La visione del professor Sesta, che per sostenere il suo ragionamento si appoggia incessantemente a filosofi e poeti, approda ad una conclusione che a mio parere rende urgentissimo cominciare anche pubblicamente a prendere le distanze da questo esercito di amorologi ed erotologi, tra cui il noto Recalcati, che negli ultimi tempi inondano platee, affascinate dal loro eloquio seduttivo, di teoremi sull’eros e sulla sessualità.
Passo in rassegna rapidamente alcune affermazioni del professor Sesta che questo intervento – ripeto, applauditissimo – ci offre:
Nell’orgasmo l’uomo è “costretto a concentrarsi sul proprio corpo piuttosto che su quello altrui”
“L’orgasmo è il momento in cui il rapporto diventa solitudine”
“L’orgasmo è esattamente il punto più basso del rapporto sessuale”
“Appena arriva l’orgasmo ciascuno dei due ricade su se stesso”
“E’ una sensazione neurofisiologica troppo intensa perché si possa badare all’altro”
Dopo il coito, l’uomo “se n’è andato”
Il coito indurrebbe a “nausea”
“C’è molta più intensità erotica nello sguardo che nel coito”
“Il coito è sempre sospetto”
Esistono miliardi di umani che fanno esperienza sessuale in modo completo fino all’orgasmo. Occorrerebbe davvero chiedere a quanti più possibile se si sentano “soli”, dopo. A sentire il professor Sesta i miliardi di coitanti del passato e del presente farebbero bene a superare la loro concentrazione su se stessi per entrare nello spazio altruistico di “baci e carezze”. Nulla di questo discorso farebbe pensare che questo esercito di persone possa continuare ad amare il loro partner mentre coitano e dopo che coitano. Ciascuno può constatare quanto senso di colpa e quanta frustrazione latenti si annidino nella ricezione di questo pericolosissimo ragionamento: come dire, quel che la natura fa accadere non é cosa buona. Meglio fermarsi prima per santificarsi? Aiuto.

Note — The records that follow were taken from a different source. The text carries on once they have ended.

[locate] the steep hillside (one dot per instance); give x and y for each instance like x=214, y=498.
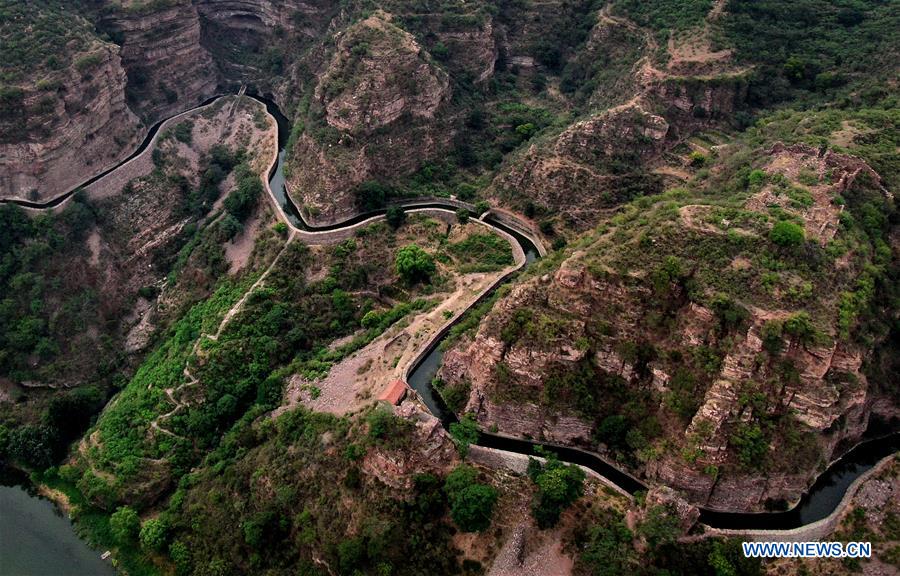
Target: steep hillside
x=63, y=115
x=713, y=337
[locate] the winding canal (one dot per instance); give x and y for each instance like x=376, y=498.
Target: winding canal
x=819, y=502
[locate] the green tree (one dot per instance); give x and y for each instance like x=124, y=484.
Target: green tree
x=660, y=527
x=464, y=433
x=559, y=485
x=608, y=551
x=414, y=264
x=787, y=234
x=471, y=503
x=395, y=217
x=125, y=524
x=153, y=534
x=371, y=195
x=751, y=445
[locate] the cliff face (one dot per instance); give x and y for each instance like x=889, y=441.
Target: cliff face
x=663, y=340
x=168, y=69
x=68, y=127
x=376, y=113
x=594, y=164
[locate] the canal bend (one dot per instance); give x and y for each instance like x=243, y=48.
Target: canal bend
x=819, y=502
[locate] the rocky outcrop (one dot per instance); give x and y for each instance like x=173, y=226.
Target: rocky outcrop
x=377, y=114
x=168, y=69
x=431, y=450
x=593, y=165
x=73, y=124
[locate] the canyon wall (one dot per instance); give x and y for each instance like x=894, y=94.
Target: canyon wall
x=68, y=126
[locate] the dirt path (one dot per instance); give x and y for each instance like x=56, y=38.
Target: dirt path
x=232, y=312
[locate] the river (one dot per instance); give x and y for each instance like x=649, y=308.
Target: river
x=36, y=539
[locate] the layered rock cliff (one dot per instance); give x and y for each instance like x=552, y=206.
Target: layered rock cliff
x=168, y=68
x=377, y=112
x=684, y=337
x=66, y=127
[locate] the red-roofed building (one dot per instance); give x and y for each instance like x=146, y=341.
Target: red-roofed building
x=395, y=392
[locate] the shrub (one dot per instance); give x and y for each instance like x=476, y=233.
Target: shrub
x=697, y=159
x=125, y=524
x=751, y=445
x=608, y=549
x=801, y=328
x=414, y=264
x=471, y=503
x=771, y=333
x=787, y=234
x=371, y=195
x=153, y=534
x=395, y=217
x=757, y=178
x=464, y=433
x=660, y=527
x=559, y=485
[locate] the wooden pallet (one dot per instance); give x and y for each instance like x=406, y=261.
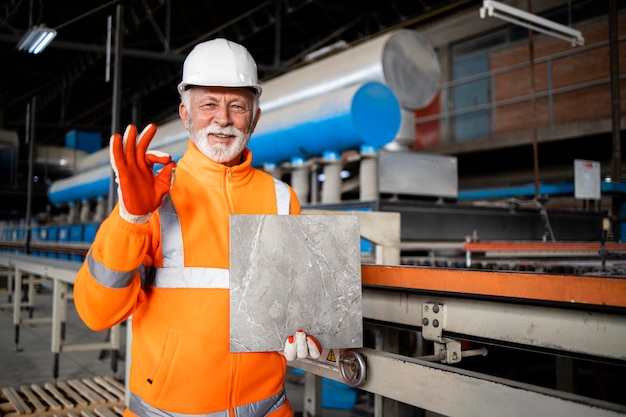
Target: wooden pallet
x=95, y=397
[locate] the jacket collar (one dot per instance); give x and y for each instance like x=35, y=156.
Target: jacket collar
x=212, y=173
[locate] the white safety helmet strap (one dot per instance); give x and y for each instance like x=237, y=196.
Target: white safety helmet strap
x=220, y=63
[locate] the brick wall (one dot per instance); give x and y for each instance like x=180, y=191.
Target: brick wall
x=578, y=103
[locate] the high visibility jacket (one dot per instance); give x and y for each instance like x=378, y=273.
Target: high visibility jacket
x=171, y=275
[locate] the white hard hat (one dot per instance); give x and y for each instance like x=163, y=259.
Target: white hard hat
x=220, y=63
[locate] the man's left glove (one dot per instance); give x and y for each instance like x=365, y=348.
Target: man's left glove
x=140, y=191
x=302, y=346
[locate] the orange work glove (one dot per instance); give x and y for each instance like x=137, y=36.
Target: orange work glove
x=140, y=191
x=301, y=346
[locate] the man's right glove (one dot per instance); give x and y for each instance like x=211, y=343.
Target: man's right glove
x=140, y=191
x=302, y=346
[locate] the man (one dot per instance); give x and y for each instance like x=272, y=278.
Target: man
x=162, y=255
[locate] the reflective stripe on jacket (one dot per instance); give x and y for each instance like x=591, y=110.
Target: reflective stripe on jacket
x=174, y=282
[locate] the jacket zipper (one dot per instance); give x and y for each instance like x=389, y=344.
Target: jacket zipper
x=228, y=190
x=228, y=186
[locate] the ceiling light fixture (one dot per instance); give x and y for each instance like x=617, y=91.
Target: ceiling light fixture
x=36, y=39
x=531, y=21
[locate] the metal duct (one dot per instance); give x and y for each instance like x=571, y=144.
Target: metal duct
x=402, y=60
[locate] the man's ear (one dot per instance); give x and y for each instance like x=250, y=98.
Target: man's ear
x=256, y=120
x=184, y=115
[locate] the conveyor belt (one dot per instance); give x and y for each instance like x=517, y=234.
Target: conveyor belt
x=99, y=396
x=590, y=290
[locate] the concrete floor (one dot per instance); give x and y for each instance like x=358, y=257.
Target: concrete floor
x=30, y=361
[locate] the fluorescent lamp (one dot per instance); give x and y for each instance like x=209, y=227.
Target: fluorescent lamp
x=531, y=21
x=36, y=39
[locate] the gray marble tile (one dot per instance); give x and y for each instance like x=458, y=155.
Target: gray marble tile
x=294, y=272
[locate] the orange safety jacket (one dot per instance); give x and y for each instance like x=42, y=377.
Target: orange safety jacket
x=171, y=275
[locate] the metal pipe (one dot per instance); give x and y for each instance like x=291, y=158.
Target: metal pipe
x=346, y=119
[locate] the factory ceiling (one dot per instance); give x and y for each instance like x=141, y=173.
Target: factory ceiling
x=66, y=84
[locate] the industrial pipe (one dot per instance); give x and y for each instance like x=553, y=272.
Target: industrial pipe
x=342, y=120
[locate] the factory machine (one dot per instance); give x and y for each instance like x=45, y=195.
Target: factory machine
x=469, y=309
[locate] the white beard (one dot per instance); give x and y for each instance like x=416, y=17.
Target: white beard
x=219, y=152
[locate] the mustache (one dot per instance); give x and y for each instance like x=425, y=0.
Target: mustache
x=219, y=130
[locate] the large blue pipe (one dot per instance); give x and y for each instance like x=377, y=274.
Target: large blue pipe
x=367, y=114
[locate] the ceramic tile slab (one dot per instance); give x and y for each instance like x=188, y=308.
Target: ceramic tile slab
x=294, y=272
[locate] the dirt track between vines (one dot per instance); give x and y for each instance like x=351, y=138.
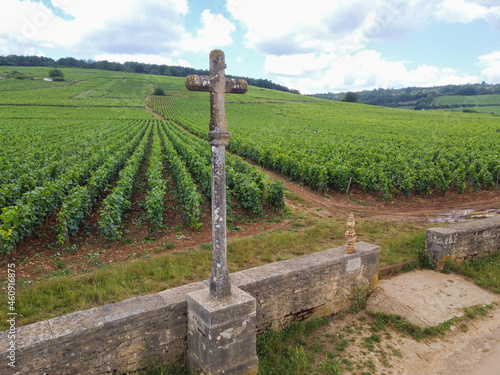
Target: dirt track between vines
x=414, y=209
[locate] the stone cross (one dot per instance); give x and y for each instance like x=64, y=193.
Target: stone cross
x=217, y=84
x=350, y=235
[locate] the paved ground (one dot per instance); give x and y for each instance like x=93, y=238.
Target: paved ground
x=430, y=298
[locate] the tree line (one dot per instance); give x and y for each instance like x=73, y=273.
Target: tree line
x=416, y=97
x=129, y=66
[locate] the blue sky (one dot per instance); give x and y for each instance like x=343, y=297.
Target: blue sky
x=313, y=46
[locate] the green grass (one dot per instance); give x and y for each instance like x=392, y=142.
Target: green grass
x=467, y=99
x=485, y=271
x=61, y=292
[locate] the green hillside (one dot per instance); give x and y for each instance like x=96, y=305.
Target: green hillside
x=484, y=98
x=322, y=143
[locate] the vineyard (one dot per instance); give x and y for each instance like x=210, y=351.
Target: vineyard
x=72, y=154
x=332, y=145
x=73, y=149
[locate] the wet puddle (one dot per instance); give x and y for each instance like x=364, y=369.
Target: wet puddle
x=464, y=215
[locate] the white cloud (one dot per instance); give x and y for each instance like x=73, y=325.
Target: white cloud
x=367, y=70
x=142, y=58
x=112, y=26
x=215, y=33
x=491, y=63
x=461, y=11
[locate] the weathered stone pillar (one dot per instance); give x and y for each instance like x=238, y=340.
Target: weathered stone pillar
x=221, y=318
x=222, y=333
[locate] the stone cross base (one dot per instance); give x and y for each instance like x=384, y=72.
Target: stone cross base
x=222, y=333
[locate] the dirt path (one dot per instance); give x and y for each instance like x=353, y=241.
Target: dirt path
x=470, y=347
x=434, y=207
x=429, y=298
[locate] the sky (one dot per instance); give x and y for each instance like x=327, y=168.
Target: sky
x=314, y=46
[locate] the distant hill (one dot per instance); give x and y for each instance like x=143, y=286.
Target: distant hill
x=481, y=97
x=129, y=67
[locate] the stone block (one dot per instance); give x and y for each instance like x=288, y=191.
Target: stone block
x=463, y=241
x=221, y=333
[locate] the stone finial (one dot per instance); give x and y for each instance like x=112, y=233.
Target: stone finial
x=350, y=235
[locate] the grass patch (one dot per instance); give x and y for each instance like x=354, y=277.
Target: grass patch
x=407, y=328
x=485, y=271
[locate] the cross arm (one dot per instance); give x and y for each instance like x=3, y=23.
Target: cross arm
x=203, y=83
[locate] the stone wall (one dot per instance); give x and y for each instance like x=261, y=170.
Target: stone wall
x=463, y=241
x=121, y=337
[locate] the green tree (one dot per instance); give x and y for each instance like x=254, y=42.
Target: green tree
x=56, y=75
x=159, y=91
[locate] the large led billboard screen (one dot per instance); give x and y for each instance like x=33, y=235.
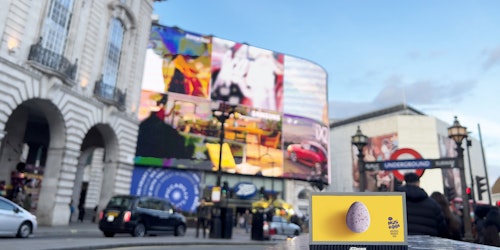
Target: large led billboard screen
x=281, y=125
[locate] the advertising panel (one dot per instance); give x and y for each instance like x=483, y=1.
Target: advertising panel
x=188, y=73
x=379, y=148
x=358, y=221
x=179, y=187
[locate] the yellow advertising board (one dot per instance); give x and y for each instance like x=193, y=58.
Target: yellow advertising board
x=358, y=220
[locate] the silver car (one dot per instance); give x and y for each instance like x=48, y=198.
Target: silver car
x=15, y=220
x=281, y=226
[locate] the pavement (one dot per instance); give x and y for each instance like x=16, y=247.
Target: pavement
x=86, y=235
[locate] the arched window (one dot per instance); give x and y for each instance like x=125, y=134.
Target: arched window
x=112, y=59
x=55, y=28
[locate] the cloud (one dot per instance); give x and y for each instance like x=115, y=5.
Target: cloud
x=492, y=58
x=423, y=91
x=419, y=93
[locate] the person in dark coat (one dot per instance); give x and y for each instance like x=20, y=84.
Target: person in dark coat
x=424, y=216
x=202, y=217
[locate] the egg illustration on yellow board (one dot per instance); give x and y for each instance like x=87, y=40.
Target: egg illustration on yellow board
x=358, y=217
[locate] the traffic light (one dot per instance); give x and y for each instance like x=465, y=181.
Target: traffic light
x=450, y=193
x=481, y=186
x=468, y=191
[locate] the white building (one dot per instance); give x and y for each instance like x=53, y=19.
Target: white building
x=70, y=80
x=402, y=127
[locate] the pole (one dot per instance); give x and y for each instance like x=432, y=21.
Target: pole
x=469, y=143
x=484, y=164
x=361, y=166
x=221, y=143
x=465, y=199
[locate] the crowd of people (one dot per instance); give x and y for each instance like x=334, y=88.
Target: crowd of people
x=432, y=215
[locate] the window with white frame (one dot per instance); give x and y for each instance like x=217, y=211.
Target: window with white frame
x=56, y=25
x=112, y=59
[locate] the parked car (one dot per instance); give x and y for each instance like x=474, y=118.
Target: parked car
x=281, y=226
x=139, y=216
x=15, y=220
x=309, y=153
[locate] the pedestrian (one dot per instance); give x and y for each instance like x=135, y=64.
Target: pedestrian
x=452, y=220
x=81, y=212
x=71, y=210
x=202, y=217
x=247, y=219
x=27, y=202
x=424, y=216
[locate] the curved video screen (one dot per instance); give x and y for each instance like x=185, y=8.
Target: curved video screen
x=278, y=123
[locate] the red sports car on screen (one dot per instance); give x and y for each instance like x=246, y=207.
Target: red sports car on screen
x=309, y=153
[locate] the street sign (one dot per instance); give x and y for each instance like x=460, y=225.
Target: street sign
x=407, y=164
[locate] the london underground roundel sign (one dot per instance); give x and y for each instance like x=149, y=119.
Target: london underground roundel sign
x=406, y=154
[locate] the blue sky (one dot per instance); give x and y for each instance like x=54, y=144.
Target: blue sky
x=440, y=57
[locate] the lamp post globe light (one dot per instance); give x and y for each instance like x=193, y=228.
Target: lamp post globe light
x=458, y=132
x=222, y=111
x=360, y=141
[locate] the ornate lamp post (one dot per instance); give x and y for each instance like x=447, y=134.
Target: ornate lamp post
x=458, y=132
x=221, y=111
x=360, y=140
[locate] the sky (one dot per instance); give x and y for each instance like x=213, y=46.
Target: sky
x=439, y=57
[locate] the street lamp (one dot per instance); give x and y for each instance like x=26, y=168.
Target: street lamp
x=458, y=132
x=220, y=224
x=360, y=140
x=223, y=111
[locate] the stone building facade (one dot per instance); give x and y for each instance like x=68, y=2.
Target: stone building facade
x=70, y=81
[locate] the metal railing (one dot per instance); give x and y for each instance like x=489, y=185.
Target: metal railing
x=110, y=94
x=56, y=63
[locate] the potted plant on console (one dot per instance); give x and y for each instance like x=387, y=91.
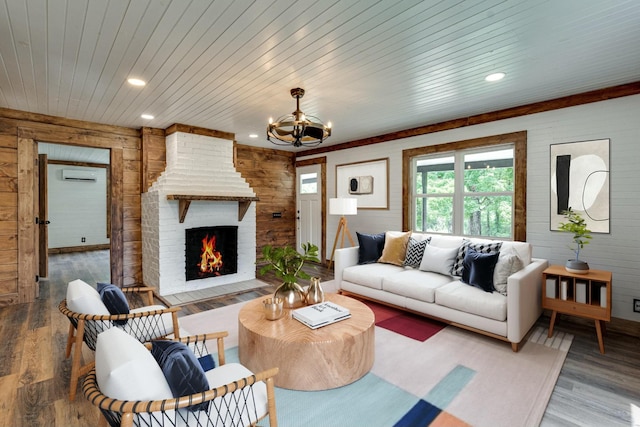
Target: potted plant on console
x=581, y=235
x=286, y=263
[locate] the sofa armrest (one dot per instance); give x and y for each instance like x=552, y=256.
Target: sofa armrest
x=524, y=299
x=343, y=258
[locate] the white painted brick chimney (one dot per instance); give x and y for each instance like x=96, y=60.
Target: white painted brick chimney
x=197, y=166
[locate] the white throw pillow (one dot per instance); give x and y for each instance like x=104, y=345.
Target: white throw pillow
x=508, y=263
x=126, y=370
x=438, y=260
x=83, y=298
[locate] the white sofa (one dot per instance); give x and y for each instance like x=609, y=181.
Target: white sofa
x=444, y=297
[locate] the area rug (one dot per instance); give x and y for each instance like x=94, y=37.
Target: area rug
x=455, y=378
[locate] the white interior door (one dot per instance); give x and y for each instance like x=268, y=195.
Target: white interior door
x=309, y=206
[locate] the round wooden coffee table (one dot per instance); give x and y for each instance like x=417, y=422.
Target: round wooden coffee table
x=309, y=359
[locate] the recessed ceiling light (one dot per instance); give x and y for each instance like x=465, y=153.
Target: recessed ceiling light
x=495, y=77
x=136, y=82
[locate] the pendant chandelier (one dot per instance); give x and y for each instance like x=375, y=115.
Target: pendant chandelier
x=296, y=128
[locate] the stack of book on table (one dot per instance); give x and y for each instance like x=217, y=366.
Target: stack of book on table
x=322, y=314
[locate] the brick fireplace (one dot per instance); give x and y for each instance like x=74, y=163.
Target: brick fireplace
x=199, y=189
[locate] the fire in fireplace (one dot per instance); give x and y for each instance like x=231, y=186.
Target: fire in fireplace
x=211, y=251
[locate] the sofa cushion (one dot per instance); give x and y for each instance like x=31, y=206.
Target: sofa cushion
x=508, y=263
x=370, y=275
x=370, y=247
x=395, y=248
x=114, y=299
x=469, y=299
x=478, y=268
x=415, y=251
x=415, y=284
x=438, y=260
x=181, y=369
x=445, y=241
x=126, y=370
x=483, y=247
x=83, y=298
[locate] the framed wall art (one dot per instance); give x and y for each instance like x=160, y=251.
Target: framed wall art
x=580, y=180
x=366, y=181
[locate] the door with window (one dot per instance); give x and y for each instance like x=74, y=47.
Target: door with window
x=309, y=206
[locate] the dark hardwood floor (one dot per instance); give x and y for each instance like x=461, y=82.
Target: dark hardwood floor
x=593, y=389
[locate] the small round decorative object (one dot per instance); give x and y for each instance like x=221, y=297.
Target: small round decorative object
x=315, y=294
x=273, y=308
x=292, y=295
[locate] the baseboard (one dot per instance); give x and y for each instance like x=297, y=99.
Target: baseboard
x=85, y=248
x=622, y=326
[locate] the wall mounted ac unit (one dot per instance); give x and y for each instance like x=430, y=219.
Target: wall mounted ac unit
x=79, y=175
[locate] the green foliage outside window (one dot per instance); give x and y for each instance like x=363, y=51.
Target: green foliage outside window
x=487, y=197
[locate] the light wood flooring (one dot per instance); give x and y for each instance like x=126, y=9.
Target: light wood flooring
x=593, y=389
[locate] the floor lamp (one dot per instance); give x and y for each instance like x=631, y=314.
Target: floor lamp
x=342, y=207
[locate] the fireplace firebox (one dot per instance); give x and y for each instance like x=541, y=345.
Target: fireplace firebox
x=211, y=251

Teorizzare pubblicamente su coito ed orgasmo è molto seduttivo perché solletica il non so che degli astanti, ma anche molto pericoloso, professor Sesta. Presentare questi, che sono approdi naturali (ripeto: naturali) della sessualità, come gesti tristi o in qualche modo egoisti non può avere che l’effetto di svalutare l’umano che è in ciascuno di noi, che restiamo animali razionali. Non angeli, ma animali razionali. L’eticizzazione dell’orgasmo mi appare quanto di più ingenuo e foriero di sensi di colpa possa essere offerto ai nostri giovani. La visione angelicata della sessualità che ne esce non giova se non a chi – come i plaudenti del video – desidera, per ragioni che non è il caso qui di approfondire, una rappresentazione dell’umano idealizzata, e per ciò stesso frustrante. Homo sapiens resta sapiens anche nel coito e nell’orgasmo, professor Sesta. Non solo, ma resta amans. Amans come un umano può amare. Perché gli umani amano in quanto umani, e se il professor Sesta ritiene questo modo di amare per lui insufficiente perché vuole indossare un vestito più stilnovistico, ciò non implica alcuna eticizzazione di atti che nella loro naturalezza sono gioia e pienezza per tantissime persone. Punto culminante, altro che punto più basso. Se i dati di cui è in possesso il professor Sesta – Letture? Esperienza personale? Esperienza raccontata? – gli hanno consegnato invece l’idea di un maschio “che se ne va” o che sarebbe “triste” dopo il coito – ciò che gli fa apparire lo stesso come punto più “basso” dell’atto sessuale – non possiamo consegnare questa visione ai nostri giovani, cui é doveroso narrare l’umano né ridotto a mero animale né ridotto – sì, ridotto – a creatura angelica.
Come disse qualcuno, di quel che non si può parlare sarebbe meglio tacere.